В её голосе было столько холодной ярости, что «ученицы», побросав свои сумки и платки, пулей вылетели из квартиры. Последней, спотыкаясь, выбежала самая смелая, та, что «чистила астральное тело».
Раиса Ивановна осталась одна. Она смотрела на Нину с ненавистью, тяжело дыша.
— Ты ещё пожалеешь об этом. Ты разрушила нашу семью.
— Семью разрушаете вы, — спокойно ответила Нина. — А теперь, будьте добры, соберите свои вещи. Я вызову вам такси. Можете поехать к одной из ваших благодарных учениц. Уверена, они с радостью примут свою наставницу.
Она не кричала. Её спокойствие было страшнее любого крика. Раиса Ивановна поняла, что это конец. Что в этот раз никакие манипуляции, слёзы и сердечные приступы не помогут. Она молча развернулась, прошла в свою комнату и с грохотом захлопнула дверь. Через полчаса она вышла с двумя большими чемоданами.
В этот момент в квартиру влетел Слава. Его, видимо, вызвала мать. Он увидел чемоданы, бледную, как полотно, мать и Нину, стоящую у стены со скрещенными на груди руками.
— Что здесь происходит? Мама, ты куда? Нина, что случилось?
— Спроси у своей жены, — бросила Раиса Ивановна, не глядя на него. — Она выставила меня на улицу. Родную мать.
Слава посмотрел на Нину с ужасом и непониманием.
— Нин?.. Это правда?
— Да, — кивнула она. — Я больше не могла это терпеть. Либо она, либо я. Выбирай, Слава.
Она знала, что ставит его в ужасное положение, но другого выхода уже не было. Он метался взглядом от матери к жене, на его лице была мука.
— Мам, подожди, давай поговорим...
— Не о чем тут говорить! — Раиса Ивановна подхватила чемоданы. — Я всё поняла.
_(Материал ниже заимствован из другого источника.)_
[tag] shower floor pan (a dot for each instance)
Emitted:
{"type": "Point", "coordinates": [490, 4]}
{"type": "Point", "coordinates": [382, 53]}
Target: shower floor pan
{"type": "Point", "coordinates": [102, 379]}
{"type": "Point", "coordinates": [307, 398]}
Я вам не нужна. Я уеду к сестре в Воронеж. Не ищи меня.
Она прошла мимо оцепеневшего сына и вышла за дверь, даже не оглянувшись.
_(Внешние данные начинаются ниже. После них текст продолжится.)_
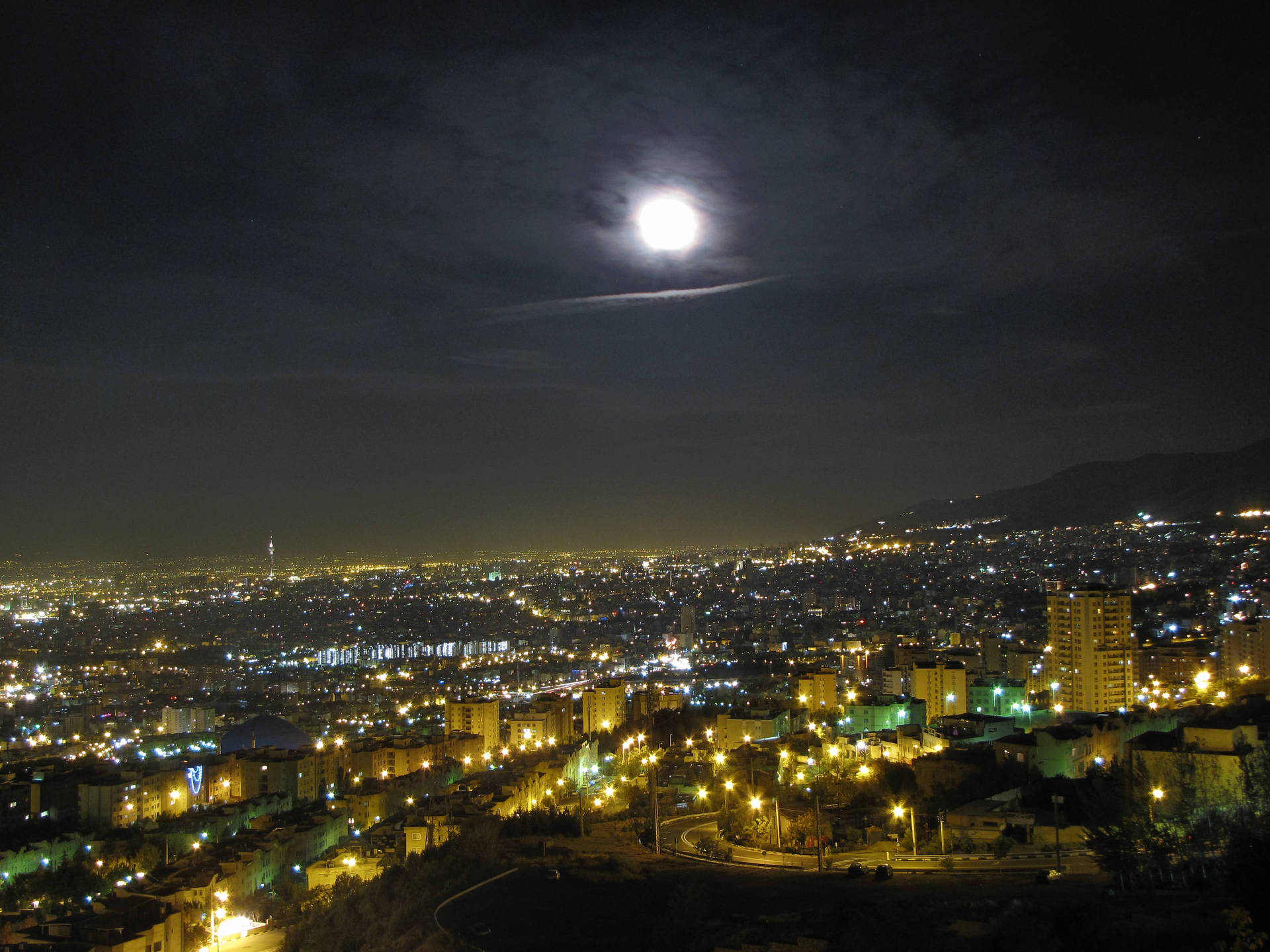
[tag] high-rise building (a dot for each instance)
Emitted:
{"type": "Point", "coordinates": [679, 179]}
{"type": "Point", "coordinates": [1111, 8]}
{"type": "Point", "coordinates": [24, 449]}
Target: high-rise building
{"type": "Point", "coordinates": [603, 707]}
{"type": "Point", "coordinates": [687, 629]}
{"type": "Point", "coordinates": [818, 692]}
{"type": "Point", "coordinates": [478, 717]}
{"type": "Point", "coordinates": [549, 721]}
{"type": "Point", "coordinates": [1091, 636]}
{"type": "Point", "coordinates": [943, 688]}
{"type": "Point", "coordinates": [1244, 649]}
{"type": "Point", "coordinates": [189, 720]}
В квартире повисла оглушительная тишина. Слава медленно повернулся к Нине. Его лицо было искажено от боли и гнева.
— Как ты могла? Как ты могла так поступить с моей матерью?
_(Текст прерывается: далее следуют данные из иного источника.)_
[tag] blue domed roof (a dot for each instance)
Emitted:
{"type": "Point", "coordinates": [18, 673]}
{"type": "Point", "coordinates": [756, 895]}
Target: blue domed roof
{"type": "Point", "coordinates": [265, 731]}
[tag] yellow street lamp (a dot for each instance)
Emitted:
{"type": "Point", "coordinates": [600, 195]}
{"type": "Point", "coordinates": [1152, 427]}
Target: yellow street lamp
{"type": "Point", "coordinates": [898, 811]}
— А как она могла так поступать со мной? С нами? — тихо спросила Нина.
— Она пожилой человек! Ей одиноко!
— Ей не одиноко, ей скучно! И своё развлечение она устроила за счёт моего душевного спокойствия. Я предупреждала тебя, Слава. Много раз. Ты ничего не сделал.
— Я должен был разорваться? Выгнать собственную мать?!
— Нет. Ты должен был защитить свою семью. Нашу с тобой семью. Но ты этого не сделал. Поэтому это пришлось сделать мне.
Он смотрел на неё так, будто видел впервые. Не любимую жену, а чужого, жестокого человека. Он молча развернулся, взял с вешалки куртку и вышел из квартиры, хлопнув дверью так, что зазвенела посуда в шкафу.
Нина осталась одна. Она медленно опустилась на пол в пустом коридоре. Она победила. Она отвоевала свой дом, своё пространство, свою тишину. Но цена этой победы оказалась непомерно высокой. В тишине, которая теперь принадлежала только ей, не было радости. Только звенящая пустота и осознание того, что, выставив за дверь свекровь, она, возможно, навсегда вычеркнула из своей жизни и мужа.
Слава вернулся поздно ночью. Тихий, трезвый и чужой. Он не сказал ни слова. Просто взял из шкафа подушку, одеяло и ушёл спать в бывшую комнату матери, плотно прикрыв за собой дверь. С этого дня они жили в одной квартире, как два посторонних человека. Они не разговаривали, не ссорились, не смотрели друг на друга. Их дом стал тихим и спокойным. Таким, каким и хотела Нина. Только теперь эта тишина не успокаивала, а давила, напоминая каждый миг о том, что они потеряли.